By Emily Kendrick – Copy Desk Chief – firstname.lastname@example.org
People from all walks of life ventured out into the night last Thursday to experience the orchestral freak show known as Beats Antique.
The trio, made of the belly dancing/drum banging Zoe Jakes and musicans/producers Tommy Cappel and David Satori, took the audience on a very intentional trip through their “A Thousand Faces” touring show.
The concept for their most recent album, A Thousand Faces – Act I, comes from Joseph Campbell’s idea of the monomyth, or hero’s journey. With the audience members playing the role of the heroes, Beats Antique simply provided the arena in which the audience could roam and explore.
The night started out like any other show at The Orange Peel, with Don Winsley as the opener who effectively warmed up the crowd for Ill-esha, who played second. Ill-esha, a female producer and vocalist, set the stage for all the “girl power” the audience would soon witness.

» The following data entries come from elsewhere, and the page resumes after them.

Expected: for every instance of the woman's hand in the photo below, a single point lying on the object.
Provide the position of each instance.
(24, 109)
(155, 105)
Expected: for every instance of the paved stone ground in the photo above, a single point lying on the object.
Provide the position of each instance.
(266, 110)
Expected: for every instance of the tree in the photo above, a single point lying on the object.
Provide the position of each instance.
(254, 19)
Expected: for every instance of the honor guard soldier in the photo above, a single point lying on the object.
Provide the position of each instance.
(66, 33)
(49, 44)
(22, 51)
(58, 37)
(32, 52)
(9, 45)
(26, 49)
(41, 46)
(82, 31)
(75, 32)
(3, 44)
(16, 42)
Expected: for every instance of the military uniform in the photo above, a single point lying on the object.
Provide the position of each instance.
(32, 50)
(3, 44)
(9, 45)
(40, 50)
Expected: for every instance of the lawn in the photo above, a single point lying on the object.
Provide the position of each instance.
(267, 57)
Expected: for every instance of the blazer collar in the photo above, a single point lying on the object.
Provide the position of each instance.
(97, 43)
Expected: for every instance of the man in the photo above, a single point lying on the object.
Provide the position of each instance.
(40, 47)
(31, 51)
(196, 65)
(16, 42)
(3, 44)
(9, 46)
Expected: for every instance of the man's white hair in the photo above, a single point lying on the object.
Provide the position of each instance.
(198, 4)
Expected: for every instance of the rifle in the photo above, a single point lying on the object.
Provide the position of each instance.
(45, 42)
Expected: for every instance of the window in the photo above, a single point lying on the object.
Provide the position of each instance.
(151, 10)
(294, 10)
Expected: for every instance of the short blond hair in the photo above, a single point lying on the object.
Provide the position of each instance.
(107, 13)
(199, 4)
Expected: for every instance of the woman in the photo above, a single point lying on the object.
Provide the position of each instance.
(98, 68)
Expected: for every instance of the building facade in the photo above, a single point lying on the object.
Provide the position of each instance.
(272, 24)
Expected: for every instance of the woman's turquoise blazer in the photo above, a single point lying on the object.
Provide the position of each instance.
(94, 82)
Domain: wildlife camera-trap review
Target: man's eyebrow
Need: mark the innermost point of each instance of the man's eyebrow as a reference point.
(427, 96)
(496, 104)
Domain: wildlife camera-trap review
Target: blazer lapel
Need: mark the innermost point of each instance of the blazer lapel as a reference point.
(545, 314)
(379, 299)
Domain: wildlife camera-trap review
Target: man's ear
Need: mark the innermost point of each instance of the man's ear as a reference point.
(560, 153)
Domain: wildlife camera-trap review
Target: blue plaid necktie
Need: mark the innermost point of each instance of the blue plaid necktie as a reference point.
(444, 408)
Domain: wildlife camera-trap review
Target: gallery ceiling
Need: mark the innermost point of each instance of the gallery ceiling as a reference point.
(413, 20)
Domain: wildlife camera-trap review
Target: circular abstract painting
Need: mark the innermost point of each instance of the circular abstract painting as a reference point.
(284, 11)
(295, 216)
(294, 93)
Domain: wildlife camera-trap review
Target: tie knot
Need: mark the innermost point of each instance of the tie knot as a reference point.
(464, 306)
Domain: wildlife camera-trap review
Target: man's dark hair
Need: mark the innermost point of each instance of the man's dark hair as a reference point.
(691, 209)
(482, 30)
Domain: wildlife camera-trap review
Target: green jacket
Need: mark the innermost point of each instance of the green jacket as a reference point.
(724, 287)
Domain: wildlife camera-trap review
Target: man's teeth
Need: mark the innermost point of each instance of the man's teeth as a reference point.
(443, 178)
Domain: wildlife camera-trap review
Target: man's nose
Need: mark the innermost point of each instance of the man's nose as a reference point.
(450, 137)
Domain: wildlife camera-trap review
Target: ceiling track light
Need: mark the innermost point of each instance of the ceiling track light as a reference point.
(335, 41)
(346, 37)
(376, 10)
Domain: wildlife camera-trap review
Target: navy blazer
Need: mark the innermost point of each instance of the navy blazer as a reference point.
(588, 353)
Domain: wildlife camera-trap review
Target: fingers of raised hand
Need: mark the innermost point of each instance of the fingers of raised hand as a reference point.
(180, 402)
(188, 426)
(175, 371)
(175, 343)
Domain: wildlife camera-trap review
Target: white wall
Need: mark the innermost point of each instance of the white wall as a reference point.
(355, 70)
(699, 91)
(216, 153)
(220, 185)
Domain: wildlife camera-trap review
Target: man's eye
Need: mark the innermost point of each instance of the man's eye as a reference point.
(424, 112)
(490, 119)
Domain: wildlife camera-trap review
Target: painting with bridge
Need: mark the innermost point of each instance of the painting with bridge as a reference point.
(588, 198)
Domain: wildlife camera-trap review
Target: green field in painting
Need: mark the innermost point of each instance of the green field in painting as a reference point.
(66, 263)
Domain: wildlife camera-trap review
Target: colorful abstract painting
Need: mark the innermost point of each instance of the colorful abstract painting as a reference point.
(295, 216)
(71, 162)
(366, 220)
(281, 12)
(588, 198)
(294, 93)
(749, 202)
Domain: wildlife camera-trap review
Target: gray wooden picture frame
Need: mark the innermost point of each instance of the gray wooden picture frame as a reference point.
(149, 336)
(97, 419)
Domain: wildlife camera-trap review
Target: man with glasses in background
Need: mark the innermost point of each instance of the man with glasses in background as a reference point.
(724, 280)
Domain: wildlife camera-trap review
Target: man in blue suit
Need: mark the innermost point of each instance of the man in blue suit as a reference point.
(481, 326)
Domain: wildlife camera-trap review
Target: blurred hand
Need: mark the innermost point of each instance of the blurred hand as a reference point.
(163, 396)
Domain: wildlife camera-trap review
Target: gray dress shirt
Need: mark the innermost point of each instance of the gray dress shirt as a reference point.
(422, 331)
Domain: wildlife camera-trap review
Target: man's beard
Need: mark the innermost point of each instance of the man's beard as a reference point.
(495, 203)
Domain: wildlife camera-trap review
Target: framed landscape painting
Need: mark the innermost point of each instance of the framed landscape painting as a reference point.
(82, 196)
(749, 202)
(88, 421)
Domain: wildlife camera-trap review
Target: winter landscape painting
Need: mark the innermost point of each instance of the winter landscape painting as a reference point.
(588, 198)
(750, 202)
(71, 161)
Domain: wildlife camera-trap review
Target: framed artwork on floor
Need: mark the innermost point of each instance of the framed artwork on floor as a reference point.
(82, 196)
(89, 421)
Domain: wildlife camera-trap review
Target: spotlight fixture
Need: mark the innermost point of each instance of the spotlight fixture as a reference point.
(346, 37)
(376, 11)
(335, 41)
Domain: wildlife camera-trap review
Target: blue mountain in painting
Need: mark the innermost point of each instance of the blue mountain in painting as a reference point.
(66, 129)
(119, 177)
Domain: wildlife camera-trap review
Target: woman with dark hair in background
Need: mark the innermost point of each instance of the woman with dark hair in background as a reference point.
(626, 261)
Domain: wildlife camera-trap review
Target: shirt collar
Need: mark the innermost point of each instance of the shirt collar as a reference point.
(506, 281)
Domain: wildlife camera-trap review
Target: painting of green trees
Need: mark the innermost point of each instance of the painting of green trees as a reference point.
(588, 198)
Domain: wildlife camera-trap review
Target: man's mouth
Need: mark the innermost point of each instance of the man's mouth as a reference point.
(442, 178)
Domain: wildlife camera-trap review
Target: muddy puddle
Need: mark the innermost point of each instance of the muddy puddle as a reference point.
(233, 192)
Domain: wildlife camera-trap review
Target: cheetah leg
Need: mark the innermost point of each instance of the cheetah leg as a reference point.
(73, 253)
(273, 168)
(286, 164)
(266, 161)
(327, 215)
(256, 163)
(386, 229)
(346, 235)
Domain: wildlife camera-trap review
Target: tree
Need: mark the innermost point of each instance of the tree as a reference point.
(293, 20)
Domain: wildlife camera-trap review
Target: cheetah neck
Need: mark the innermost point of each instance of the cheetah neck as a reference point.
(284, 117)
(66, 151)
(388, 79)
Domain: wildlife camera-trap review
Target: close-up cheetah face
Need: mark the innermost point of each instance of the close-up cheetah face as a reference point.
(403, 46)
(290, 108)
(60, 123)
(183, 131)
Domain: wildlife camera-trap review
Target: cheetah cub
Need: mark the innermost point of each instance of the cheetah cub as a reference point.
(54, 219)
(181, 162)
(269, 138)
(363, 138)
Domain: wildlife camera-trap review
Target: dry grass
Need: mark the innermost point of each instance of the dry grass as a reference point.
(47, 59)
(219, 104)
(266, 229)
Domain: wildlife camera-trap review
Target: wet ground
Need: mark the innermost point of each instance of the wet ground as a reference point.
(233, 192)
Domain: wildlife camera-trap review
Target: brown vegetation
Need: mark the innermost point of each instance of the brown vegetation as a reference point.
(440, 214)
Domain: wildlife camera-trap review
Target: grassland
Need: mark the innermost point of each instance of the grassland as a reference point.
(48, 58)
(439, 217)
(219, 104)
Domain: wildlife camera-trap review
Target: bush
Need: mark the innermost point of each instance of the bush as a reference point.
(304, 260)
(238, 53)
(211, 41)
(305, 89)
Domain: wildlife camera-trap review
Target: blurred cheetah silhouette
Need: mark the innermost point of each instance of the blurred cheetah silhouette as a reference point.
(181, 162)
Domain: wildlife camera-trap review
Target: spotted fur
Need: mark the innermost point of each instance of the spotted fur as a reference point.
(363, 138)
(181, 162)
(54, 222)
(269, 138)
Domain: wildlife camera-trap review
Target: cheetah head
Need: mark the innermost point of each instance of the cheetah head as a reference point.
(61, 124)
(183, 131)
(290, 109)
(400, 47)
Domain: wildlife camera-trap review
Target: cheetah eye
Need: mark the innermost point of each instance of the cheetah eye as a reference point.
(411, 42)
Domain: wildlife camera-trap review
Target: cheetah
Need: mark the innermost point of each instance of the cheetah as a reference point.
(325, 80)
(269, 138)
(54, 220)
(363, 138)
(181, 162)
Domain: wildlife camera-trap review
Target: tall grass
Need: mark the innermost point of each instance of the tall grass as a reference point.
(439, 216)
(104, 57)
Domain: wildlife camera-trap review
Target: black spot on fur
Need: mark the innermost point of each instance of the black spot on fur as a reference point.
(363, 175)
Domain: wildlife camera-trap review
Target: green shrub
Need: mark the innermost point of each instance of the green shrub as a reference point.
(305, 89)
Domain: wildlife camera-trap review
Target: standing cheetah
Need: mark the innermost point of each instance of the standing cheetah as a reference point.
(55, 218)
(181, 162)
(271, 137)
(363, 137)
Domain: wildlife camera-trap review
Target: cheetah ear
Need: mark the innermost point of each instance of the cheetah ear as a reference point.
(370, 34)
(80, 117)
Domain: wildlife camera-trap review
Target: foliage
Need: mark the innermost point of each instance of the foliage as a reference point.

As The Orange Peel began to fill up for the sold out show, the audience’s anticipation for Beats Antique’s new projection-mapped stage setup became obvious. When the house lights went down and the stage lit up, the audience released every bit of anxiety and yielded to the sounds to come.
Starting with “Overture” from the new album, the show began slowly and gracefully compared to past Beats Antique shows, which tended to throw the audience right in the middle of the action without letting up for more than an hour. It was clear the trio was building up for something huge. The beginning was simply the exposition of this narrative.
With Jakes at the front of the stage enticing the audience with her beauty and graceful movements, she seemed to be playing a role in an epic; she was the siren. Only hours before the show began, she taught a belly dancing class at Studio Zahiya. Oh, how things had changed.
Playing mostly songs from the new album until the end, the trio astounded the audience with what sounded like world music mixed with bluegrass, dub, electronica and even ska. For the new album, the group enlisted guests such as Primus vocalist/bassist Les Claypool, singer/songwriter/beat-boxer Lynx, and Sarod player Alam Khan.
After the first couple of songs and multiple costume changes for Jakes, the action got going with “The Approach.” The song sounds much like the name implies, like encountering something mysterious and potentially dangerous. In came the familiar heavy percussions and blaring horns all Beats Antique fans know and love. Down the road a bit, the audience met a giant blow-up cyclops bear-like creature, something even Homer could not have fathomed.
Next on the journey, the audience came upon a carnival game show.
“Clap your hands, you filthy animals!” demanded the announcer. “Ladies and gentleman, you have a chance to win tonight eternal damnation, everlasting life or unlimited bandwidth and one year’s free technical support.”
Jakes then brought an audience member onto the stage to participate in the twisted circus, which soon turned into an all-out dark dubstep freak show, complete with maniacal laughter and cats meowing in the background.
By this point, the audience was in a frenzy, but some fans wondered when they would see the artworks they submitted for a contest Beats Antique ran a few weeks before. This came soon after, and the stage transformed from a variety show of sorts into an otherworldly hellish place made of distorted and monstrous faces with gaping mouths created by fans. As the audience flew through the faces, Cappel and Satori played “Pandora’s Box.”
But what would a journey be without meeting the devil? We can thank Les Claypool for playing that most important role. In came the dark twangs of Claypool’s bass, and as if that wasn’t enough, his creepy and distorted voice.
“Beezlebub is my name!” he repeated in an increasingly warped and frightening tone.
“Beezlebub” proved to be one of the audience’s favorite tracks from the night, as scarily humorous as it was.
Toward the very end of the journey, the audience began to see the light at the end of the tunnel, and Beats Antique helped rejoice with the playing of some recognizable old favorites such as “Egyptic” from their 2010 album Blind Threshold. The audience danced as if they’d seen their home for the first time after embarking on a treacherous and deadly adventure.
Unfortunately, that adventure soon came to an end, and only once the house lights came up and the stage lights went down did the audience remember they hadn’t actually been to all those mystical and magical places, they were at The Orange Peel all along.